None of these optimisation problems can be solved in the straightforward way that we solved Ridge regression.
These optimization problems can’t be solved using simple gradient descent because they’re either non-differentiable (L1 norm) or discrete (L0 norm).
The Solution
These optimisation problem can be solved by using the following trick, set:
\[z = \beta\]in the second term, and then optimise the following function (the last term is to enforce the constraint we introduced):
\[J\left( \beta \right) = \frac{1}{n} \lVert y - \beta^T X\rVert_2^2 + \lambda \lVert z \rVert_2^2 + \nu^T \left(\beta - z\right) + \frac{\rho}{2} \lVert\beta -z\rVert_2^2\]This is cleverer than it looks, because
\[\frac{\partial J}{\partial \beta} = -X^T \left(y - X\beta\right) + \rho\left(\beta - z\right) + \nu^T\]and
\[\frac{\partial J}{\partial z} = \lambda - \nu^T - \rho\left( \beta - z\right)\]for \( z > 0 \), and
\[\frac{\partial J}{\partial z} = - \lambda - \nu^T + \rho\left( \beta - z\right)\]for \( z < 0 \), and
\[-\frac{\lambda}{\rho} \leq x + \frac{\nu}{\rho} \leq \frac{\lambda}{\rho}\]combining these we find:
\[z = \mathrm{sign}\left(X + \frac{\nu}{\rho}\right) \mathrm{max} \left(\mid X + \frac{\nu}{\rho} \mid - \frac{\lambda}{\rho}, 0 \right)\]we can then update our weights by the following set of iterates:
\[X^{k+1} = \left(X^T X + \rho I\right)^{-1} \left(X^t y + \rho \left(z^{k} - \nu^{k}\right)\right)\] \[z^{k+1} = S_{\frac{\lambda}{\rho}}\left(X^{k+1} + \nu^{k}/\rho\right)\] \[\nu^{k+1} = n^{k} + \rho \left(x^{k+1} - z^{k+1} \right)\]This is implemented in the code below:
import numpy as np
import matplotlib.pyplot as plt
%matplotlib inline
def l2prox(y, mu):
return (1.0/(1.0 + mu)) * y
def l1prox(y, mu):
return np.sign(y)*np.maximum(0, np.absolute(y)-mu/2.0)

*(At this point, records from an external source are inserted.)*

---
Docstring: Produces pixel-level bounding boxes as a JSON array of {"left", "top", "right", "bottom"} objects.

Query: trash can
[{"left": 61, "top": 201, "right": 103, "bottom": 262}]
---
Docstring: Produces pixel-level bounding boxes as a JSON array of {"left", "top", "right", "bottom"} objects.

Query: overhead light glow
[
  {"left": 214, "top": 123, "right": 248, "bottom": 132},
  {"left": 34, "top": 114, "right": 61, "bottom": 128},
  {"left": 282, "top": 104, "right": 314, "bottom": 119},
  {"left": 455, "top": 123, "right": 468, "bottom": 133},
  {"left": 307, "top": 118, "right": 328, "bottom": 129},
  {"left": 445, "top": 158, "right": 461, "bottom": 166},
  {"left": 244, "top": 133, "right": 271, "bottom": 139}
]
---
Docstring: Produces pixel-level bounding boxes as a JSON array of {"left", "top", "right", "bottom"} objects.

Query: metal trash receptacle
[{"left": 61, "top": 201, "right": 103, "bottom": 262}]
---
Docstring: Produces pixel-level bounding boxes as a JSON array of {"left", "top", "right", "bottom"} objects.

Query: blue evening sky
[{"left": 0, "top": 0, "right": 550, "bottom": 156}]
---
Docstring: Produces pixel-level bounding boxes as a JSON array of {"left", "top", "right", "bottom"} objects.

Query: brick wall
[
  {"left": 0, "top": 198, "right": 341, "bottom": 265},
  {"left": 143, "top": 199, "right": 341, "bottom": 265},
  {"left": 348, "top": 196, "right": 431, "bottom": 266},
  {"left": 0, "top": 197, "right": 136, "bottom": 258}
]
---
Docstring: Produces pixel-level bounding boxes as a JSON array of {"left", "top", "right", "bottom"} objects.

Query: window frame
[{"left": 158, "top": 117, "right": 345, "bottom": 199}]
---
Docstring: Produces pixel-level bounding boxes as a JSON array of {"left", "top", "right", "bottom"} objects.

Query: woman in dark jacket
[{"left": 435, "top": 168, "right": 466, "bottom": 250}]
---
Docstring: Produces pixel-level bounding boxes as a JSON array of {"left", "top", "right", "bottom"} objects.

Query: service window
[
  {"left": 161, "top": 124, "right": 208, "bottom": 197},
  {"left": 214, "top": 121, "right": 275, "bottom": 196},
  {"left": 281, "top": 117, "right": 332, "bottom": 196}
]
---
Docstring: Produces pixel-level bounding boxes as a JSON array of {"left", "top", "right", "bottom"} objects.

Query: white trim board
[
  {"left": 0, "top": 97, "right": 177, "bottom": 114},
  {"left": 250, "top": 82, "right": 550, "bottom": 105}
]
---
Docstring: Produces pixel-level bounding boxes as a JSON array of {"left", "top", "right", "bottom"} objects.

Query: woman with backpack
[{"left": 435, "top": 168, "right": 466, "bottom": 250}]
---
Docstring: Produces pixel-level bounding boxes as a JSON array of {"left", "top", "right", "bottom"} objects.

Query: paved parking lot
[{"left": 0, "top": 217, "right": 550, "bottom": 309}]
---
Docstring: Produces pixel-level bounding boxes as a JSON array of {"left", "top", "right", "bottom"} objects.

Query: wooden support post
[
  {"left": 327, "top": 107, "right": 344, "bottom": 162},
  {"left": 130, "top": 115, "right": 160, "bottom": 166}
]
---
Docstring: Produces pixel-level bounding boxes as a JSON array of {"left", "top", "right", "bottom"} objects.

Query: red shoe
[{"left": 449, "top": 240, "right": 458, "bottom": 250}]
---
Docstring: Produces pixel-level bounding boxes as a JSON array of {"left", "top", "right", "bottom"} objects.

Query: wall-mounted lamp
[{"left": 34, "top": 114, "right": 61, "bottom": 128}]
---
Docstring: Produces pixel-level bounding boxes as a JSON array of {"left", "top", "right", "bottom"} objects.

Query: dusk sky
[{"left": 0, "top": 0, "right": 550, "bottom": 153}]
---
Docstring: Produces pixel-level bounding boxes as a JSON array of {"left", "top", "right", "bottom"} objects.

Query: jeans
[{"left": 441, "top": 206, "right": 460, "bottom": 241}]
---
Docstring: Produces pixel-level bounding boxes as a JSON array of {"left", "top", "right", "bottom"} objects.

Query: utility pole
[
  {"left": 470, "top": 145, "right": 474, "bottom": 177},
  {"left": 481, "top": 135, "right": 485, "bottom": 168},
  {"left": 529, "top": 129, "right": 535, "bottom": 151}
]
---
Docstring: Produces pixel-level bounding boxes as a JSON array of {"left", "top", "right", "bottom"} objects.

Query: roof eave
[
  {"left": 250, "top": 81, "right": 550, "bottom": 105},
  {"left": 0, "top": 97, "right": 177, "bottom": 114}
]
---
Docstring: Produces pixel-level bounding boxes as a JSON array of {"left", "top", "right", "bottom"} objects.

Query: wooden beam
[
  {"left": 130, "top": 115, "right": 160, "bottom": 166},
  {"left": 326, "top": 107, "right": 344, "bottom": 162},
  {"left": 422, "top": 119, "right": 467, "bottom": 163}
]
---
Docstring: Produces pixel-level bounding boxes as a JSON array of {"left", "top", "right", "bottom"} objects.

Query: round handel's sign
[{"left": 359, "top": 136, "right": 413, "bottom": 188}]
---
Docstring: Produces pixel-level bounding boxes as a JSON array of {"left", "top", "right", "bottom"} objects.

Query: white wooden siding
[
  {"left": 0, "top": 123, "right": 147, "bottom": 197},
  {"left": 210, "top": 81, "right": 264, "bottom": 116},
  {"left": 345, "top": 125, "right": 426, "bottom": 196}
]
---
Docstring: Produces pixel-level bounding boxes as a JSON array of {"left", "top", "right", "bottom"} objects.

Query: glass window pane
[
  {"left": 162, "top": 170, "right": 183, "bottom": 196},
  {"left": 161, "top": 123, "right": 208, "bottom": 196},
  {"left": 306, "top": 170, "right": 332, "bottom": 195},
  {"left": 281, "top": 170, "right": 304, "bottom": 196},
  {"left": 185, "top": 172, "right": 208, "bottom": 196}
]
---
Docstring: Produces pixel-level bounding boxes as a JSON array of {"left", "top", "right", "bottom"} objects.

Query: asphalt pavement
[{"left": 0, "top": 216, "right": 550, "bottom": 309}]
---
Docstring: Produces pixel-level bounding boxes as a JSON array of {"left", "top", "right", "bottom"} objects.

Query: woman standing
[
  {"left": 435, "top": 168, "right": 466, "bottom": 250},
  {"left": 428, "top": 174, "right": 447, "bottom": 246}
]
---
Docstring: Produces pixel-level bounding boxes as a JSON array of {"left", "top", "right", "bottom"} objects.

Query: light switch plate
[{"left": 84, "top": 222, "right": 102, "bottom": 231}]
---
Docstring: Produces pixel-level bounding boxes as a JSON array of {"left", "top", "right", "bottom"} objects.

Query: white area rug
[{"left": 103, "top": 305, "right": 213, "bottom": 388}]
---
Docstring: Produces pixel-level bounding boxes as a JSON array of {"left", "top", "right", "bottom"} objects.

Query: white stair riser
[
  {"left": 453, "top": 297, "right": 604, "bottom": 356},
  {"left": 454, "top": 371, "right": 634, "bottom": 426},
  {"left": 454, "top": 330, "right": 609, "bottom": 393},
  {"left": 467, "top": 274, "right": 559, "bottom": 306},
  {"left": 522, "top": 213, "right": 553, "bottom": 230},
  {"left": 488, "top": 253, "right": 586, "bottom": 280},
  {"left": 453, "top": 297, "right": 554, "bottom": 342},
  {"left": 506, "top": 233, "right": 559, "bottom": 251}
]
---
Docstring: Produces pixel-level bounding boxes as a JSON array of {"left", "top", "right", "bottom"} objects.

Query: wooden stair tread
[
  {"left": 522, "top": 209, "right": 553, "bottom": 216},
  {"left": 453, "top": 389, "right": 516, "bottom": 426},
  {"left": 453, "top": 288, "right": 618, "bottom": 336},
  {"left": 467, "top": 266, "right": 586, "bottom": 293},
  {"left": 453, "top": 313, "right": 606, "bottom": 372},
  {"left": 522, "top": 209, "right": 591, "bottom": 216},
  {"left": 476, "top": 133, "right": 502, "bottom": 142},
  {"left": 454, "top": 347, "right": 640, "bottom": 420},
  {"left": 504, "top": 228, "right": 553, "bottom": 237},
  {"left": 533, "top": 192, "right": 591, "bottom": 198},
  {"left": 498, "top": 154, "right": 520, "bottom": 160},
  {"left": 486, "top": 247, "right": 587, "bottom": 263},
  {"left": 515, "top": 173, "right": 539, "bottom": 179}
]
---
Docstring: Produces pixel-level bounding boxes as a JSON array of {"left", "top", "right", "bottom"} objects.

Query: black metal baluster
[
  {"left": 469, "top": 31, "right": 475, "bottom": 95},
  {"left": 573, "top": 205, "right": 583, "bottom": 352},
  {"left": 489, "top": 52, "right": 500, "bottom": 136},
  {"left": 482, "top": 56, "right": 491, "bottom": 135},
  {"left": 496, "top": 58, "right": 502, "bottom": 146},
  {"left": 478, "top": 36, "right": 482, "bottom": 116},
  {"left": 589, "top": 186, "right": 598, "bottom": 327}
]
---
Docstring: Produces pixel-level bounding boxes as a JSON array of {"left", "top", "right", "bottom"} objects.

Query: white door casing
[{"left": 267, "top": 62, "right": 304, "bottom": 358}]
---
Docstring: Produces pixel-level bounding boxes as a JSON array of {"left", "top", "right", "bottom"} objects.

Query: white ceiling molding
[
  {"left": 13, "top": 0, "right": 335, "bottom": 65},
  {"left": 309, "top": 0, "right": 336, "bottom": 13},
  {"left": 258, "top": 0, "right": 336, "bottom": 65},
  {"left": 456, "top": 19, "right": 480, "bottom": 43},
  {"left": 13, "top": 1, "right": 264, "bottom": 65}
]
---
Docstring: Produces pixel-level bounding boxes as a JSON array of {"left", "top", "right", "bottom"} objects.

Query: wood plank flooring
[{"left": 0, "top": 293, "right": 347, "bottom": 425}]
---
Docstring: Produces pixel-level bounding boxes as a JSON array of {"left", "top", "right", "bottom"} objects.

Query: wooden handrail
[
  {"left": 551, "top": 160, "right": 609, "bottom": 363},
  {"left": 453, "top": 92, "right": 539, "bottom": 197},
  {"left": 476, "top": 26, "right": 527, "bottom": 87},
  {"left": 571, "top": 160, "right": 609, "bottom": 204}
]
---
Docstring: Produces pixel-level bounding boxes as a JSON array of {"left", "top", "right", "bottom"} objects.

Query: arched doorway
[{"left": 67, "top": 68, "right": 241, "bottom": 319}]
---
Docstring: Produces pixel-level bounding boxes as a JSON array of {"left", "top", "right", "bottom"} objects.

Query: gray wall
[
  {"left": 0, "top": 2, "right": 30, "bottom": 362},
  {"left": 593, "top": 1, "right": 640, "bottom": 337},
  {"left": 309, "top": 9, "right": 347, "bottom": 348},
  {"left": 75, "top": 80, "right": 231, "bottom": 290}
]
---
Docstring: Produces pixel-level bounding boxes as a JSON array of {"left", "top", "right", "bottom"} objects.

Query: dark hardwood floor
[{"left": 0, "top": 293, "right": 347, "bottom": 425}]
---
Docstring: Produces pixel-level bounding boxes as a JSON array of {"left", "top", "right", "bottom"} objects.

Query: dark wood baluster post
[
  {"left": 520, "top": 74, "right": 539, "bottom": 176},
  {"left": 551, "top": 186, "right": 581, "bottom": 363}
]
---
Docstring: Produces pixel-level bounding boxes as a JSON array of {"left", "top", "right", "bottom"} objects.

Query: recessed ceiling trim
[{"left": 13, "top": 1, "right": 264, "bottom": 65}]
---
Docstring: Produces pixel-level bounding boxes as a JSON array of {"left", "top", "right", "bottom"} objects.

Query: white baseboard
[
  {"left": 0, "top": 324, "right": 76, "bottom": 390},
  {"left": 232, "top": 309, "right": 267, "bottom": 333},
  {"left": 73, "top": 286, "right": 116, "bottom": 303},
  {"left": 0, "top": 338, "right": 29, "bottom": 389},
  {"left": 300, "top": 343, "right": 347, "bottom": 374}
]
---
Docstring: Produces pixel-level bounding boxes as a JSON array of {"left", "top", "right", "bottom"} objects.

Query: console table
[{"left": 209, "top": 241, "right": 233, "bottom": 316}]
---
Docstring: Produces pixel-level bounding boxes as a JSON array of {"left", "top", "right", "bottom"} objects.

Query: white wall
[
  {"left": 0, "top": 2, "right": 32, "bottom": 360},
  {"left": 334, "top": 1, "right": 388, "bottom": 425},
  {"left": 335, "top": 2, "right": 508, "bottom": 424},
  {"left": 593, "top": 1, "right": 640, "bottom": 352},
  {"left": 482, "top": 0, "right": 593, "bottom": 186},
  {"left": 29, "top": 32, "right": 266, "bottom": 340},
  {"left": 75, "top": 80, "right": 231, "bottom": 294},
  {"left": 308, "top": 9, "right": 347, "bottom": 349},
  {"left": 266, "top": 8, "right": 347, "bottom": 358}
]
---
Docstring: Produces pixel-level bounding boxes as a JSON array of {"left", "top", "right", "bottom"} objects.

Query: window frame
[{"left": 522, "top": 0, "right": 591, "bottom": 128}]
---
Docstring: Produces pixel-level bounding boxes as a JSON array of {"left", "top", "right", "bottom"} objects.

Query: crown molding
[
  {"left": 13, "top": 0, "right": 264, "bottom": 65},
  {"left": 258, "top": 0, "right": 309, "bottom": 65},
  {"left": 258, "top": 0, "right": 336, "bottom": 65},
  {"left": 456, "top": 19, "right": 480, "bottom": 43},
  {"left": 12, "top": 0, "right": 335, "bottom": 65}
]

def ADMM(A, y, rho, mu, prox):
"""Alternating Direction Method of Multipliers
This is a python implementation of the Alternating Direction
Method of Multipliers - a method of constrained optimisation
that is used widely in statistics (http://stanford.edu/~boyd/admm.html).
"""
m, n = A.shape
A_t_A = A.T.dot(A)
w, v = np.linalg.eig(A_t_A)
MAX_ITER = 10000
#Function to caluculate min 1/2(y - Ax) + l||x||
#via alternating direction methods
x_hat = np.zeros([n, 1])
z_hat = np.zeros([n, 1])
u = np.zeros([n, 1])
#Calculate regression co-efficient and stepsize
# r = np.amax(np.absolute(w))
# l_over_rho = np.sqrt(2*np.log(n)) * r / 2.0 # I might be wrong here
# rho = mu/r
#Pre-compute to save some multiplications
A_t_y = A.T.dot(y)
Q = A_t_A + rho * np.identity(n)
Q = np.linalg.inv(Q)
Q_dot = Q.dot
for _ in range(MAX_ITER):
#x minimisation step via posterier OLS
x_hat = Q_dot(A_t_y + rho*(z_hat - u))
z_hat = prox(x_hat + u, mu)
#mulitplier update
u = u + rho*(x_hat - z_hat)
return z_hat
def plot(original, computed):
"""Plot two vectors to compare their values"""
plt.figure(1)
plt.subplot(211)
plt.plot(original, label='Original')
plt.plot(computed, label='Estimate')
plt.subplot(212)
plt.plot(original - computed)
plt.legend(loc='upper right')
plt.show()
def test(m=50, n=200):
"""Test the ADMM method with randomly generated matrices and vectors"""
A = np.random.randn(m, n)
num_non_zeros = 10
positions = np.random.randint(0, n, num_non_zeros)
amplitudes = 100*np.random.randn(num_non_zeros, 1)
x = np.zeros((n, 1))
x[positions] = amplitudes
y = A.dot(x) #+ np.random.randn(m, 1)
plot(x, ADMM(A, y, 1.0, 1.0, l1prox))
test()
Conclusion
Regularization can help us solve ill-posed regression problems and handle noisy data. The ADMM algorithm provides a powerful framework for implementing various regularization schemes, and it can be implemented relatively quickly.
For practical applications, consider:
- Ridge Regression when you want to prevent overfitting but don’t need sparse solutions.
- Using Lasso when you believe many features should have zero coefficients.
- Total Variation when you expect the coefficients to vary smoothly.